A manera de presentación

«But evil things, in robes of sorrow, Assailed the monarch ‘s high esta te; Ah, let us mourn,fornevermorrow Shall dawn upon him, desolate!» E. A. POE, The Haunted Palace, V.

Un hallazgo bibliográfico del profesor Hugo FORNO FLÓREZ y la noticia de mi buen amigo Freddy ESCOBAR ROZAS me permitieron conocer la existencia del presente artículo, que los editores de la revista «Derecho y Sociedad», con gentileza, han accedido a publicar en mi versión castellana.

No creo que pueda tildarse de extravagante la fascinación que me suscita la comprobación de que el vasto mundo de los fenómenos sobrenaturales y paranormales, habitualmente desdibujado por la patética imagen de quienes han hecho de él un espectáculo, pudo en algún momento mantener un contacto tan cercano con el quehacer cotidiano de los hombres de leyes; más acostumbrados a la procura de la resolución de los contratos de arrendamiento -cuando nos es dado asesorar a un arrendatario- por perturbaciones contra la facultad de uso de los bienes alquilados tan comunes como la falta en la realización de las mejoras necesarias por parte del arrendador, por citar un ejemplo -y ex art. 1680, inc. 2 de nuestro Código civil- nos llama de inmediato la atención que, otrora, también la presencia de entidades espectrales en un inmueble fuera alegada, y reconocida, como un legítimo acontecimiento perturbador del goce del bien que les corresponde ejercer a los inquilinos.

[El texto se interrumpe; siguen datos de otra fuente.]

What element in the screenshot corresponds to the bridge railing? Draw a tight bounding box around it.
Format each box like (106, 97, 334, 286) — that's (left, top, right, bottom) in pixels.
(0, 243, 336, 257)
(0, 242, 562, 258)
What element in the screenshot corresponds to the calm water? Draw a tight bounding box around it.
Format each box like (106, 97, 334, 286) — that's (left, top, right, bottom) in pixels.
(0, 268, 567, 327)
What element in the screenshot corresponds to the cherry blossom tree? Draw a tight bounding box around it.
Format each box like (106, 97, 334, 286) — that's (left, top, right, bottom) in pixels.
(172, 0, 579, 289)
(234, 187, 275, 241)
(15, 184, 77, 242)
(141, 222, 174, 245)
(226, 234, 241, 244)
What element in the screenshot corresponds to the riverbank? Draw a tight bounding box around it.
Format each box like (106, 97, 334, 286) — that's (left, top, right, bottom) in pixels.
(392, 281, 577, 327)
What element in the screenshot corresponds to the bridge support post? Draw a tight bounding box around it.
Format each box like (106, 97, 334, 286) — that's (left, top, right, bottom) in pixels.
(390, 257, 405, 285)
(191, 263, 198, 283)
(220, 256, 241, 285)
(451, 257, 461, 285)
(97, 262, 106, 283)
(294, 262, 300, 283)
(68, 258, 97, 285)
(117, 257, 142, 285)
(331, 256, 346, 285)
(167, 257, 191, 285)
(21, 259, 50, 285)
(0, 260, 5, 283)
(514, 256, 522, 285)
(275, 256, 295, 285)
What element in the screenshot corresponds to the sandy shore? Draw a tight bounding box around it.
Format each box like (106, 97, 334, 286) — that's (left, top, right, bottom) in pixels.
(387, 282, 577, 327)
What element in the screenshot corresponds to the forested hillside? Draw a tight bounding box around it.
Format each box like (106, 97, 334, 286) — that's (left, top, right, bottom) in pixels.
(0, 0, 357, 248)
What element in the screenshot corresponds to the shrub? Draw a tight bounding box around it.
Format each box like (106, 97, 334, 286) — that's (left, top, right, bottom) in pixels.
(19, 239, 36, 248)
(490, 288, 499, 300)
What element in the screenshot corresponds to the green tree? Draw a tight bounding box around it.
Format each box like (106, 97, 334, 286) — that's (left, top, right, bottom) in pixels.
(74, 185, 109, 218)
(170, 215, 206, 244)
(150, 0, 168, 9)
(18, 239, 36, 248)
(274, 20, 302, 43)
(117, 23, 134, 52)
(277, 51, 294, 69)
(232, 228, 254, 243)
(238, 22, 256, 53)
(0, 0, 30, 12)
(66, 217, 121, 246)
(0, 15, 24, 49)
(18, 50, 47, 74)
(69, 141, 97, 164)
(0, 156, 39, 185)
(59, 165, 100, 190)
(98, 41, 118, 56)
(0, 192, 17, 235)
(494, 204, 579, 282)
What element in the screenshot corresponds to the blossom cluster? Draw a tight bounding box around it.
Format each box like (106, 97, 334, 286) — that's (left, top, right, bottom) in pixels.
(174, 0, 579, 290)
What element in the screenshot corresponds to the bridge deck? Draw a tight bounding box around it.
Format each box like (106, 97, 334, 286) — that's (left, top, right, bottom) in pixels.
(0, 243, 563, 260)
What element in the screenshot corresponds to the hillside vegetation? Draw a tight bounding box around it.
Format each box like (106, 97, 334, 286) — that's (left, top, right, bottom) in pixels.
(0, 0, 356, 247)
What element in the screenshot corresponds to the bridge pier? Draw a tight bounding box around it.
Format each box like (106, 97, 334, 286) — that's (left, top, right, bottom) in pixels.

Nada de chanza o animación se esconde el texto de D’ AMELIO; así lo prueba su circunspecta alusión al problema de dilucidar si los espíritus que infestan la casa pueden ser considerados personas o «terceros». Una respuesta afirmativa da como resultado la
factibilidad de atribuir a los aparecidos la autoría de las perturbaciones contra el ejercicio de las facultades del arrendatario, y en tal caso, surge una nueva y no menos discutible cuestión, como lo es la de si se debe investir al arrendatario con las prerrogativas
necesarias para hacer frente a las molestias, o si es por el contrario, el arrendador el directamente obligado a procurar que ellas sean eliminadas.

Al respecto, Roberto de RUGGIERO y Fulvio MAROI (v. Istituzioni di diritto privato, vol. II, 6a. ed., Casa Editrice Giuseppe Principato, Milano-Messina, 1947, n. 144, p. 239), entre otros varios autores, explicaban la necesidad de distinguir las perturbaciones «de hecho» de las perturbaciones «de derecho». De acuerdo con tal planteamiento, sólo en el segundo caso es el arrendador el que tiene que hacerse cargo de eliminar las molestias, ya que éstas involucran un debate en tomo de la titularidad sobre el bien alquilado, y es claro que dicha titularidad, la propiedad, le corresponde exclusivamente al arrendador. Por medio del contrato de arrendamiento, el arrendador no hace otra cosa que ceder al arrendatario, por un período determinado, una de las facultades que componen su derecho subjetivo de propiedad: la facultad de uso.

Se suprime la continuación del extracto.